The same thought is being applied to the Renew Jordan Creek project—the City’s longstanding effort to daylight portions of Jordan Creek near downtown. Around 1930, the City boxed the creek inside a concrete culvert to control flooding. Now, in an effort to beautify the area and address flood mitigation, the City is going to crack open parts of that culvert. Kirkland Preston, who works with the department of public works for the City, is project manager. He says it’s rare for a stormwater project to also be about beautification and economic revitalization.
Once the creek is daylighted, Preston says the risk of flooding will be reduced, which clears the way for development. Tim Rosenbury, director of quality of place initiatives, sees this as an example of placemaking. “It will not only look different, it will smell different and sound different,” he says. “It will be that sweet and sour combination of nature in the middle of the city.” It’s not his official title, but Rosenbury is basically Springfield’s placemaking czar. He’s taken the lead on several City-led placemaking efforts including the Grant Avenue Project, which will turn Grant Avenue into a pedestrian and bike friendly pathway.
The goal of this $32 million project is to connect central hubs of business and tourism including Bass Pro and Wonders of Wildlife to downtown.
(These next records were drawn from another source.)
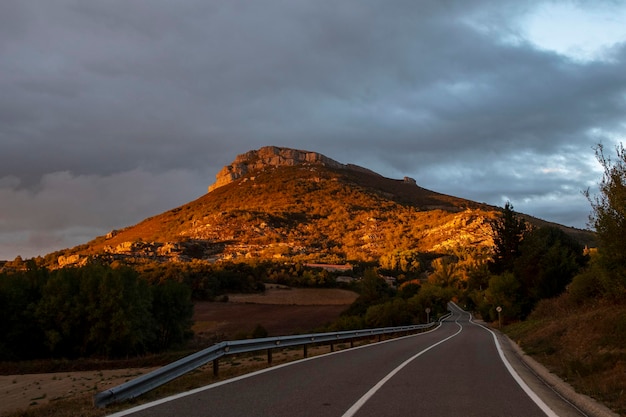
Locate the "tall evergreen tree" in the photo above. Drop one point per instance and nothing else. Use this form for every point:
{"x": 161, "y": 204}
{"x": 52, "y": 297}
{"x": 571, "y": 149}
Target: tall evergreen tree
{"x": 609, "y": 215}
{"x": 508, "y": 232}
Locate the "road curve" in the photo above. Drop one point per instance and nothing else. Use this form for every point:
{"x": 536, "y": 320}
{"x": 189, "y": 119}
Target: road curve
{"x": 456, "y": 369}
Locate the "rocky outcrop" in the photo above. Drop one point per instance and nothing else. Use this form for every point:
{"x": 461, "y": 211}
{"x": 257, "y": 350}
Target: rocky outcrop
{"x": 270, "y": 156}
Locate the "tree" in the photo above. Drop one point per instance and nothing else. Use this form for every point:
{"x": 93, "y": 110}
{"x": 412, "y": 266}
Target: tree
{"x": 445, "y": 272}
{"x": 547, "y": 262}
{"x": 172, "y": 311}
{"x": 508, "y": 232}
{"x": 609, "y": 215}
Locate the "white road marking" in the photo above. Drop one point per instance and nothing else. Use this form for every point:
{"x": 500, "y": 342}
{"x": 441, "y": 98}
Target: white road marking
{"x": 357, "y": 405}
{"x": 540, "y": 403}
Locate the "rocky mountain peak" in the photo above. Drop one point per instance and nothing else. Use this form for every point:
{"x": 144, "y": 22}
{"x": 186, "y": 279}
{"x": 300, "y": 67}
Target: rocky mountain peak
{"x": 269, "y": 156}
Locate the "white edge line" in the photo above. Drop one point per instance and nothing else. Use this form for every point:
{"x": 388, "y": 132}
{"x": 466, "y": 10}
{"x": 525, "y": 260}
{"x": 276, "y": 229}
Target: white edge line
{"x": 251, "y": 374}
{"x": 361, "y": 401}
{"x": 533, "y": 396}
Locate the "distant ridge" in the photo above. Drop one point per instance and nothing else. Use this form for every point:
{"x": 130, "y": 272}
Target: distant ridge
{"x": 300, "y": 206}
{"x": 274, "y": 156}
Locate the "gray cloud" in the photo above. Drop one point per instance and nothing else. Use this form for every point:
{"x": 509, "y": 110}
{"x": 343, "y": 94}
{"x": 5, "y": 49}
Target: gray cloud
{"x": 124, "y": 96}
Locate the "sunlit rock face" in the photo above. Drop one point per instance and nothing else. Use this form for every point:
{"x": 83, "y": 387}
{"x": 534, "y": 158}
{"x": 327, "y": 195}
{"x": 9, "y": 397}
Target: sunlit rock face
{"x": 269, "y": 156}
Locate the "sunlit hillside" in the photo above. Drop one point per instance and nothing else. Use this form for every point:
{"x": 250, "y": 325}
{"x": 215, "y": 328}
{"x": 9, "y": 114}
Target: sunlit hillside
{"x": 302, "y": 212}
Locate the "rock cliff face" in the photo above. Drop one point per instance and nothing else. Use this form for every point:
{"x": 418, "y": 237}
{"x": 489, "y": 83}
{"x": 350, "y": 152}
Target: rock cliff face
{"x": 270, "y": 156}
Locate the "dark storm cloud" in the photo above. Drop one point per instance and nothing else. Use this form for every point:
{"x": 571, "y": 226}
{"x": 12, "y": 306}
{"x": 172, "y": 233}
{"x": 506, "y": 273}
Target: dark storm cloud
{"x": 103, "y": 98}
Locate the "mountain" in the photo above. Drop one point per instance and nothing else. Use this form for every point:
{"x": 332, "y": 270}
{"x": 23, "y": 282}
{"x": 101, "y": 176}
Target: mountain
{"x": 280, "y": 203}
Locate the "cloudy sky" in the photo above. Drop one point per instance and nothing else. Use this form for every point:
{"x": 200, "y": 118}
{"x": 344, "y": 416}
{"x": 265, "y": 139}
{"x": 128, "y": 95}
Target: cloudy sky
{"x": 113, "y": 111}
The 3-mile stretch will include Wi-Fi and 10-foot-wide sidewalks for pedestrians and cyclists. Overhead utilities will be moved underground, and existing greenspaces will connect with the route. Rosenbury’s hope is that this project will connect some of Springfield’s biggest attractions and be the catalyst for neighborhood improvements along Grant Avenue.
Another major project about to begin is at the Springfield Art Museum. Estimated at $20 million, this redesign will give portions of the museum a total facelift, increase parking and outdoor exhibit space and tie the museum into its natural surroundings. The first stage of the project—flood mitigation efforts to Fassnight Creek—is set to begin this summer. The biggest change will be the addition of glass-fronted wings, one of which will face National Avenue. “Nothing we put outside will be better than what we have happening inside,” says Museum Director Nick Nelson. “But we wanted to connect nature and art.”
As part of that effort, Fassnight Creek Greenway Trail will extend around the museum. “Think of this as a connector between spaces,” Nelson says. The goal is to connect Fassnight Trail to Grant Avenue, which connects Wonders of Wildlife to downtown where placemaking is already underway.